In some ways, I’ve inherited some of his personality and because of that, we would often butt heads when I was younger. But over time, as my teenage angst subsided and my father softened in his old age, we’ve become friends who trust in each others’ opinions and confide in one another when we need someone to talk to.

So for the next 3 weeks, I’m going to do a Father’s Day series where I share recipes that would work well for Father’s Day. They’re recipes that my father enjoys or twists on old classics. And in all honesty, I don’t have much of an option because on Mother’s Day, all my father kept doing was ask when Father’s Day was, so I kind of have to do this.

First up, brunch.

Breakfast Skillet (serves 4)
The meat is entirely optional, which means this can easily be made as a vegetarian dish. I used spicy Italian sausage which gave the skillet some bite. If you decide to forgo the meat, I recommend adding a dash of cayenne pepper for the extra spice. Some skillet recipes call for cheese but I find that this is already pretty heavy as it is because of the sausage. But for the vegetarian version, cheese would be a nice addition. Also, this would be a good hangover meal as my husband helpfully suggests.

2 spicy Italian or chorizo sausages, removed from casings
1 tbsp. olive oil
1 onion, finely chopped
2 Yukon Gold potatoes, parboiled and cubed
1 red bell pepper, chopped
1 yellow (or green) bell pepper, chopped
1 large handful of spinach
4 eggs
Salt & pepper, to taste

Heat a large skillet over medium-high heat. Remove the sausage meat from its casing and add to the skillet. Use a wooden spoon to crumble the meat into smaller pieces. Cook until brown for about 5 minutes. Transfer to a paper towel-lined plate but keep about 1 tbsp. of the drippings in the skillet.
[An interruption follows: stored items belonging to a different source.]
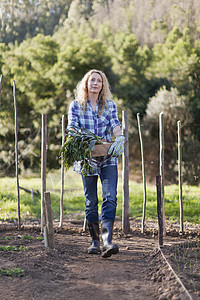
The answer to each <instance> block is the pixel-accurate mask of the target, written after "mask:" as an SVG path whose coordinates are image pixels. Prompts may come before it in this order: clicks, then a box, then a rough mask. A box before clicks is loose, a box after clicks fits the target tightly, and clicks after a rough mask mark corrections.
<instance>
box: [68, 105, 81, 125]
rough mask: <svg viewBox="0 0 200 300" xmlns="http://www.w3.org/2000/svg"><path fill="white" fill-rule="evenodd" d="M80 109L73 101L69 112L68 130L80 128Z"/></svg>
mask: <svg viewBox="0 0 200 300" xmlns="http://www.w3.org/2000/svg"><path fill="white" fill-rule="evenodd" d="M79 113H80V107H79V104H78V103H77V101H73V102H72V103H71V104H70V106H69V110H68V125H67V128H68V129H69V128H71V127H79Z"/></svg>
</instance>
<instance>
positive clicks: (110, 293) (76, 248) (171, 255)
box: [0, 220, 200, 300]
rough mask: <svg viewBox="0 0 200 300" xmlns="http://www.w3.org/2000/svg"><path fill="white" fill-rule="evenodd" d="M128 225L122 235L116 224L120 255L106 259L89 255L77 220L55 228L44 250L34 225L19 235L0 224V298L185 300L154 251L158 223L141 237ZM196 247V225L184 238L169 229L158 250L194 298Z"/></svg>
mask: <svg viewBox="0 0 200 300" xmlns="http://www.w3.org/2000/svg"><path fill="white" fill-rule="evenodd" d="M130 227H131V230H130V232H129V233H128V234H126V235H125V234H123V232H122V230H121V222H120V221H117V222H116V223H115V229H114V236H113V239H114V241H115V243H117V244H118V245H119V248H120V252H119V253H118V254H117V255H113V256H112V257H110V258H106V259H105V258H102V257H101V255H89V254H87V248H88V246H89V244H90V237H89V233H88V232H83V224H82V223H81V222H74V221H68V222H65V223H64V228H63V229H62V230H56V234H55V249H53V250H51V249H48V248H45V247H44V241H43V240H42V236H41V234H40V227H39V226H38V225H37V224H35V225H34V224H28V225H25V226H24V228H23V229H22V230H21V231H18V230H17V229H16V228H15V227H14V226H13V224H5V223H4V224H3V223H2V224H0V250H1V251H0V271H1V272H0V273H1V274H0V290H1V299H2V300H11V299H23V300H24V299H25V300H26V299H27V300H28V299H32V300H33V299H35V300H36V299H46V300H47V299H48V300H51V299H63V300H65V299H82V300H83V299H97V300H98V299H99V300H100V299H101V300H102V299H108V300H109V299H120V300H121V299H127V300H128V299H137V300H139V299H149V300H150V299H160V300H161V299H162V300H164V299H174V300H175V299H176V300H178V299H180V300H182V299H189V297H188V295H187V294H186V293H185V290H184V289H183V287H182V286H181V285H180V284H179V283H178V282H177V280H176V278H175V276H174V274H173V272H172V271H171V270H169V267H168V265H167V264H166V262H165V261H164V259H163V257H162V255H161V253H160V251H159V249H158V237H157V228H156V224H155V223H154V222H148V224H147V227H146V232H145V234H141V232H140V223H138V222H136V221H134V220H132V221H131V222H130ZM56 228H57V224H56V223H55V229H56ZM180 243H181V246H180ZM183 245H185V246H183ZM187 248H188V250H187ZM199 248H200V246H199V226H198V225H197V226H193V228H191V226H187V228H186V231H185V234H184V235H182V236H179V232H178V228H176V227H175V226H172V225H170V224H168V225H167V235H166V236H165V237H164V246H163V248H162V251H163V253H164V254H165V256H166V257H167V259H168V260H169V262H170V264H171V265H172V266H173V268H174V269H175V270H176V273H178V274H179V276H180V278H181V280H182V281H183V283H184V285H185V286H186V288H187V289H188V291H189V294H190V295H191V297H192V299H200V286H199V281H200V280H199V279H200V277H199V276H200V255H199V254H200V253H199ZM9 270H10V273H9V272H8V271H9ZM11 270H13V271H12V272H11ZM8 275H10V276H8ZM188 282H189V283H190V284H188Z"/></svg>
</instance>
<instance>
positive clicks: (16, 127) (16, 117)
mask: <svg viewBox="0 0 200 300" xmlns="http://www.w3.org/2000/svg"><path fill="white" fill-rule="evenodd" d="M13 97H14V107H15V167H16V183H17V206H18V230H20V229H21V218H20V194H19V164H18V132H17V99H16V85H15V81H14V80H13Z"/></svg>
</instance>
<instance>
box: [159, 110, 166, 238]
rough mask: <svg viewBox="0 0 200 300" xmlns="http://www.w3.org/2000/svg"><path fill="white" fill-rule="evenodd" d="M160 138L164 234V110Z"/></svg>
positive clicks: (162, 198)
mask: <svg viewBox="0 0 200 300" xmlns="http://www.w3.org/2000/svg"><path fill="white" fill-rule="evenodd" d="M159 138H160V176H161V197H162V216H163V234H164V235H165V234H166V226H165V192H164V121H163V112H161V113H160V115H159Z"/></svg>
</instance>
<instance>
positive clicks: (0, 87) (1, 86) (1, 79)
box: [0, 74, 3, 106]
mask: <svg viewBox="0 0 200 300" xmlns="http://www.w3.org/2000/svg"><path fill="white" fill-rule="evenodd" d="M2 79H3V75H2V74H1V76H0V106H1V89H2Z"/></svg>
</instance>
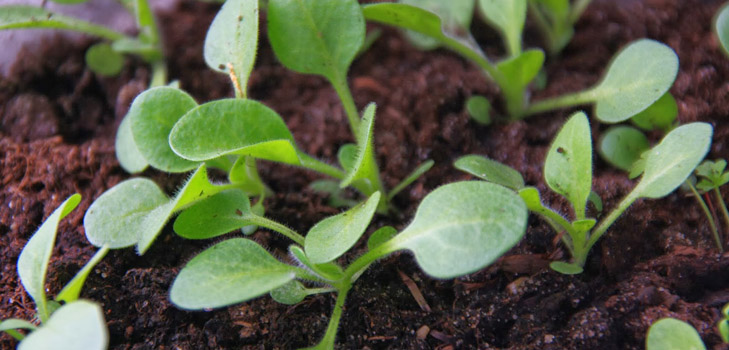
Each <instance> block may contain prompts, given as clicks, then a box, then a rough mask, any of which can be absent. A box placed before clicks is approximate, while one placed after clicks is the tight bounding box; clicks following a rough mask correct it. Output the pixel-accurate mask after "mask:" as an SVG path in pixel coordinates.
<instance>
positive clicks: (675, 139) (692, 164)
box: [632, 123, 713, 198]
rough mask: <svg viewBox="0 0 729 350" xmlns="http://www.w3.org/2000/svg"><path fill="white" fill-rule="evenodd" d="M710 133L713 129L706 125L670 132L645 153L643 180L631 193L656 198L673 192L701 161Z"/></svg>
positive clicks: (682, 129) (638, 195) (704, 153)
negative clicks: (645, 161)
mask: <svg viewBox="0 0 729 350" xmlns="http://www.w3.org/2000/svg"><path fill="white" fill-rule="evenodd" d="M712 133H713V128H712V127H711V125H709V124H707V123H691V124H686V125H682V126H679V127H678V128H676V129H673V131H671V132H670V133H668V135H666V137H664V138H663V140H661V142H660V143H659V144H658V145H656V146H655V147H653V148H652V149H651V150H650V151H648V157H647V159H646V162H645V171H644V173H643V177H642V178H641V180H640V183H638V185H637V186H636V187H635V188H634V189H633V192H632V194H634V195H636V196H637V197H646V198H660V197H663V196H665V195H667V194H669V193H671V192H673V190H675V189H676V188H677V187H678V186H680V185H681V184H682V183H683V182H684V181H685V180H686V178H688V177H689V175H691V173H692V172H693V171H694V169H696V166H698V165H699V163H700V162H701V160H703V159H704V156H705V155H706V152H708V151H709V146H710V145H711V136H712Z"/></svg>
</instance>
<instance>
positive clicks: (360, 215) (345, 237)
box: [304, 192, 380, 264]
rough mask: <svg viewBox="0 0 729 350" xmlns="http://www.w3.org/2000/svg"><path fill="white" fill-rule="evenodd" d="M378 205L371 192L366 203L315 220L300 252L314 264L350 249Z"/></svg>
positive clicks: (379, 196) (353, 245)
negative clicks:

In the same skillet, heat the olive oil and the drippings over medium-high heat. Add onions and potatoes and cook until the onions soften and the potatoes begin to brown; about 4-5 minutes. Season lightly with salt and pepper. Then add the bell peppers and sausage meat and cook, stirring occasionally, until they soften; about 4-5 minutes. Add the spinach and cover to let it wilt for about 1 minute and then stir. Next, make 4 small pockets in the mixture and then crack an egg in each and season with salt and pepper. Lower the temperature to medium-low and cover until the eggs are set and cooked to your preference. This usually takes another 4-5 minutes. Serve either in the skillet or on individual plates.